There are several limitations to this study, including the retrospective single-center nature of this study. Secondly, the PI-RADS scoring system was used to classify lesions using bpMRI, even though the score was originally designed to make full use of the entire mpMRI protocol. Therefore, a full agreement between bpMRI and mpMRI may not be feasible in all cases. Furthermore, the diagnostic performance was assessed in terms of detection rate for those lesions that underwent targeted biopsy. Consequently, it is not possible to estimate the true diagnostic accuracy of all readers, since we may have missed lesions at mpMRI that never underwent targeted biopsy. A true assessment of the diagnostic accuracy would require all patients to have a histology report and/or a relatively long period of clinical and radiological follow-up. In addition, it is highly probable that the performance of the inexperienced reader likely improved during the data collection stage; therefore, the calculated inter-reader agreement and detection rate represent an average representative value along the radiologist’s learning curve.

Lastly, all prostate MRI scans used in the study were obtained from a high-volume referral center with extensive experience in prostate MRI and an optimized acquisition protocol. Considering that the AI-based algorithms are quite sensitive to artifacts and degradation of image quality, the findings of this study might not be generalized to different clinical settings.

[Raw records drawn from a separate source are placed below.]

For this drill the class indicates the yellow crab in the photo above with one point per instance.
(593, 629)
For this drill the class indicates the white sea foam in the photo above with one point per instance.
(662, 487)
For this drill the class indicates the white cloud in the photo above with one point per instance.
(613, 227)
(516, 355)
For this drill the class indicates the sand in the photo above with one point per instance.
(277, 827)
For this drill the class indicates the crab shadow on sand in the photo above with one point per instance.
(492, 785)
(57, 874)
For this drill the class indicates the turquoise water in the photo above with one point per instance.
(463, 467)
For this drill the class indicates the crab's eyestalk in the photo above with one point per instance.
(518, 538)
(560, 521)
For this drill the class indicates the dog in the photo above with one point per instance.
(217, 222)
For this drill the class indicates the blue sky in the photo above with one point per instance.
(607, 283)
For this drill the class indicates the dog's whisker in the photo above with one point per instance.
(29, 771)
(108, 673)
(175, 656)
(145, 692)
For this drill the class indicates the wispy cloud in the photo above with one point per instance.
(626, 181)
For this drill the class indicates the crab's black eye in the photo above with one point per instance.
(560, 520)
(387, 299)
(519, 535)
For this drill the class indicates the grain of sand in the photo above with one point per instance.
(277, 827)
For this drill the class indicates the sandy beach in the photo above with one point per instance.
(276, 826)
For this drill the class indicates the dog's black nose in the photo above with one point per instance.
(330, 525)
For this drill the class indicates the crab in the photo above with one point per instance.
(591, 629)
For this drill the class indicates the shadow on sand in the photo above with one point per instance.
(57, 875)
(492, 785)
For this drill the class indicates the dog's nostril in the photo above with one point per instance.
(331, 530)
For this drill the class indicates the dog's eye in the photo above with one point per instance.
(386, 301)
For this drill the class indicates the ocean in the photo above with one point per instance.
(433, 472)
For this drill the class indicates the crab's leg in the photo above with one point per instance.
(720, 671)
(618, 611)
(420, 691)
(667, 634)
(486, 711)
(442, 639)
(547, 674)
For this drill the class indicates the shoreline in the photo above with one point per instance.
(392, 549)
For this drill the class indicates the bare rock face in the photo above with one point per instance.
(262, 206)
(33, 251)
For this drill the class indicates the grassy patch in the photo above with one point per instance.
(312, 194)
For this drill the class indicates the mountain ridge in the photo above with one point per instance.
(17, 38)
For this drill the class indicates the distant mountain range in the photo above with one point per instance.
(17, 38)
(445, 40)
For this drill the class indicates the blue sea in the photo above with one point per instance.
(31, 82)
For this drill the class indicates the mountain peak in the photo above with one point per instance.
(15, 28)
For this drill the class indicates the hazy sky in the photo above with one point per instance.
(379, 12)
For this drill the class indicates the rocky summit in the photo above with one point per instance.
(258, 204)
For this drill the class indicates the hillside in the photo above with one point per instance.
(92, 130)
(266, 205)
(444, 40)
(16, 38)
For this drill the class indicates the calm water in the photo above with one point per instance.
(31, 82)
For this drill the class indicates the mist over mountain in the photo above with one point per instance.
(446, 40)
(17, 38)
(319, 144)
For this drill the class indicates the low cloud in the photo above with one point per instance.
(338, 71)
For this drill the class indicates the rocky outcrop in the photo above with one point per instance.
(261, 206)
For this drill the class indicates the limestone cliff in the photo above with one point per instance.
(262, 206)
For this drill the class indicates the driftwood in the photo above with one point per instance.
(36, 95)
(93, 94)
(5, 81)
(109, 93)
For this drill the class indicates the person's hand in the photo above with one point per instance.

Future studies should determine whether Quantib Prostate can facilitate a faster learning curve for radiologists with limited experience in genitourinary radiology. In addition, the impact of the use of Quantib Prostate could be investigated for mpMRI in upcoming studies.

Conclusions

In conclusion, in both experienced and inexperienced readers, the deep learning-based software Quantib Prostate was associated with slightly higher inter-reader agreement with mpMRI. Both the use of Quantib and quantitative ADC achieved similar diagnostic performance in terms of detection rate compared to using only bpMRI sequences. When using Quantib Prostate, both experienced and inexperienced readers could report bpMRI scans in a shorter amount of time.